While it is one thing for misinformation to spread from Internet trolls, the presidential debates gave a platform this year for our incumbent president and, to a lesser extent, his Democratic challenger to unashamedly proclaim falsehoods in front of tens of millions of Americans. Many Americans tune into electoral politics most actively during the presidential debates, and as a result are often not equipped to recognize lies or misleading comments from our political authorities. This can proliferate misinformation from those we are expected to trust in the most, further serving to erode public trust in government.
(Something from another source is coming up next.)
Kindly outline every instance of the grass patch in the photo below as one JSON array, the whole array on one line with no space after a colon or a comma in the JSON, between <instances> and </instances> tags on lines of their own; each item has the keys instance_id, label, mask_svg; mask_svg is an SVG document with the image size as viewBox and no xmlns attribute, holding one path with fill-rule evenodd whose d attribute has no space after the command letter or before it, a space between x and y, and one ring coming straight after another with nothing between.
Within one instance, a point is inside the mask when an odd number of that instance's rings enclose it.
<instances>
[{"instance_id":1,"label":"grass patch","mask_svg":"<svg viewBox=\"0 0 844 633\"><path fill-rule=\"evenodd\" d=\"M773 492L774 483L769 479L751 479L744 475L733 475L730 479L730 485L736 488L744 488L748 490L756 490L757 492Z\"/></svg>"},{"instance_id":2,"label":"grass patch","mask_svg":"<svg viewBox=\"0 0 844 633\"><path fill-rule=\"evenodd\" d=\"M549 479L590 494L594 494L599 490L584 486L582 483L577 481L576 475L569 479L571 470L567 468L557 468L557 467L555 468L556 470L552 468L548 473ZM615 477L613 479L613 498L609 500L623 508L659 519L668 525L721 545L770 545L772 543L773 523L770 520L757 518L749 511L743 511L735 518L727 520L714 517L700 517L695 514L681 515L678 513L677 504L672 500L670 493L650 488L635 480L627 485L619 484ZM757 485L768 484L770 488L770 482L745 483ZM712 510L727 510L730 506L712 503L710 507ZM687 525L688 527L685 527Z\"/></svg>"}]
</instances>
As political tensions have become more divisive, the debates’ meaningful policy discussions have shifted increasingly towards senseless squabbling between candidates. These trends predate Trump, although his focus on name-calling and grabbing substanceless headlines certainly compounds this. Like many Americans, my vote was not going to be decided based on Hunter Biden or his employment history. Yet throughout the debates, Trump repeatedly attacked Biden’s son as a justification for Biden’s supposed disqualification for president. In response, Biden’s frustration manifested as exasperation, further disrupting any hope for kitchen-table issues policy discussions. This reflected the general debate trend toward sensationalism and a growingly Twitter-centric political climate.
Instead of the current debate formats, pre-election coverage should center on individual town halls, giving both candidates the opportunity to expound on policy specifics without disillusioning voters through political vitriol. With questions at the town halls coming from potential voters rather than journalist moderators, aspiring presidents may be more respectful and contribute more to a civil discussion — all without accusations of moderator bias.
This year’s presidential debates ultimately make you wonder: when was the last time you came away from a presidential debate optimistic about the future? When was the last time you learned more about a candidate’s specific policy platform through a presidential debate? Today, presidential debates are now simply a forum for candidates to act all the more unpresidential. It is time that we prioritize a policy-driven, civil discussion based in fact — and that requires that there be no more presidential debates.